Mark Weisbrot – No país vizinho, escondido pela mídia, outro sinal de como fracassam as políticas de “corte de gastos”. Pobreza explodiu, inflação passa de 60% e, apesar de empréstimo gigante do FMI, país pode afundar em nova crise cambial.
Agora, 31,3% da população argentina vive em situação de “pobreza multidimensional”. Desde a posse de Macri, e a volta das políticas neoliberais, dois cidadãos caíram, por minuto, abaixo do nível necessário para sobreviver em dignidade material
A economia argentina declinou 6,2% no quarto trimestre de 2018. O retrocesso ocorreu no período em que o país recebeu 56 bilhões de dólares do Fundo Monetrário Internacional – o maior empréstimo deste tipo na história do FMI. Estima-se que a inflação supere os 40% este ano, mas os salários crescerão apenas a metade. Mauricio Macri, o presidente conservador-neoliberal da Argentina, tenta concorrer à reeleição em outubro. Mas à medida em que economia continua a naufragar, é improvável que obtenha um segundo mandato.
Mark Weisbrot, nosso entrevistado é co-diretor do Centro de Pesquisa Econômica e Política, o CEPR, localizado em Washington. É autor de “Failed: What the ‘Experts’ Got Wrong About the Global Economy [“Erraram: o que os “especialistas” não entenderam sobre a Economia Global”].
Conversamos pela última vez sobre a Argentina em dezembro. Desde então, parece que a economia do país está pior que as previsões pessimistas. O que ocorre? Por que a produção ainda está encolhendo?

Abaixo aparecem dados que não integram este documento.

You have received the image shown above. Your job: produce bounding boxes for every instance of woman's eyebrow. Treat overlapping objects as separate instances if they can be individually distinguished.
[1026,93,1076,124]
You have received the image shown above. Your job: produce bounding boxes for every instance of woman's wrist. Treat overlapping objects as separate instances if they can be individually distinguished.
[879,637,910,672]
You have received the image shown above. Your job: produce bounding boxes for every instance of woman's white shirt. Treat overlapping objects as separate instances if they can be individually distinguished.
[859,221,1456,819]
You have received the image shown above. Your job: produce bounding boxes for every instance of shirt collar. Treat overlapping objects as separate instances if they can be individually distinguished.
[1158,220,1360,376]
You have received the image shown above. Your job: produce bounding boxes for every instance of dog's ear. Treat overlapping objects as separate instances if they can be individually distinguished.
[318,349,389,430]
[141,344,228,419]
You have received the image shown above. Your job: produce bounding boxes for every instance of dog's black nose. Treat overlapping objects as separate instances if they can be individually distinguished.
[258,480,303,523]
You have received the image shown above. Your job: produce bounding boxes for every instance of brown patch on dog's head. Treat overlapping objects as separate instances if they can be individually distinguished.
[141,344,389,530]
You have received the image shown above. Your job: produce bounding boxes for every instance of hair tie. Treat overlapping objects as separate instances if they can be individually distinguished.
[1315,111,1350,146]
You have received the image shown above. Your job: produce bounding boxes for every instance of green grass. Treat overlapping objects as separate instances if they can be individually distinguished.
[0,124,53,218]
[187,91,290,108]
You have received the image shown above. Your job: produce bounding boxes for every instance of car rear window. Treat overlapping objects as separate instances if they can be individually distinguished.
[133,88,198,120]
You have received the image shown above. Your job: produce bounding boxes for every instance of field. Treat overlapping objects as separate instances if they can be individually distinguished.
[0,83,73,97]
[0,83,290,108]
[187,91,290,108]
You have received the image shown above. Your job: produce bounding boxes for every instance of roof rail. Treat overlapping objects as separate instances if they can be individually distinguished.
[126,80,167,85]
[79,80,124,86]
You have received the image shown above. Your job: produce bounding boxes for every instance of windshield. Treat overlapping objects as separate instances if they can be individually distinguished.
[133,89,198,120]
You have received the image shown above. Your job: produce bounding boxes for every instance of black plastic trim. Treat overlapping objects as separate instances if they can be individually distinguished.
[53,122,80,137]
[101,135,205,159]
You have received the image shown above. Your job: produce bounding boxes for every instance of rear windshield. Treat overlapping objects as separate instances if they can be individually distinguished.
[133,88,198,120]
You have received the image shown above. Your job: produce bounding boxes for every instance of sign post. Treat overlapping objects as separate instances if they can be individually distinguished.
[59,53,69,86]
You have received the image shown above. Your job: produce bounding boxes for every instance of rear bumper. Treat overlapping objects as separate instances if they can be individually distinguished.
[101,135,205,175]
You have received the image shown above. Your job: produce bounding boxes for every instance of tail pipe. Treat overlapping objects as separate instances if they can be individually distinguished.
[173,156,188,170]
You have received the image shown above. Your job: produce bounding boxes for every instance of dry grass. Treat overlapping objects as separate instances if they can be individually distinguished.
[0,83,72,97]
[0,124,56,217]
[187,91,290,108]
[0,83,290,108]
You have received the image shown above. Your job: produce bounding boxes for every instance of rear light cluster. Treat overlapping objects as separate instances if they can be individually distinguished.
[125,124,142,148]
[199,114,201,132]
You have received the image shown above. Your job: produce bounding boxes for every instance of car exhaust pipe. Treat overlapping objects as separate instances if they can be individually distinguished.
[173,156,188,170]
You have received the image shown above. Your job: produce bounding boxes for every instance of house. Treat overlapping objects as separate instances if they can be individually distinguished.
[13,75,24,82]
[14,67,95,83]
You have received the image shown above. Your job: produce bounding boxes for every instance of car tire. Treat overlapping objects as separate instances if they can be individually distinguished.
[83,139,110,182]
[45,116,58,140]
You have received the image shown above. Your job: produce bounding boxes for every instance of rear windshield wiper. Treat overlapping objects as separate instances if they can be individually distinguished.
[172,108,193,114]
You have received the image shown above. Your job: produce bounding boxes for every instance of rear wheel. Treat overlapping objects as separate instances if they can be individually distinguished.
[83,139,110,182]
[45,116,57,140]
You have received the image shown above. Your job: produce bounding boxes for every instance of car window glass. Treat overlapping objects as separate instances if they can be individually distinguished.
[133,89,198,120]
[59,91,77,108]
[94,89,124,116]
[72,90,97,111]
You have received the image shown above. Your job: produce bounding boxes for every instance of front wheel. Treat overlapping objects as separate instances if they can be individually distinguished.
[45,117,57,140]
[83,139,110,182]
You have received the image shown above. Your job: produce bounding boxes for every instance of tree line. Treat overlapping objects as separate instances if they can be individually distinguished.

Como você disse, espera-se que a inflação seja de 40%. Quando o FMI firmou acordo com o país, previa-se que ela fosse de 20% em 2019. Também se supunha que a economia estivesse crescendo agora, mas ela continua a encolher. Os números que você mencionou comparam o último trimestre daquele ano com o mesmo período do ano anterior. Tudo está piorando.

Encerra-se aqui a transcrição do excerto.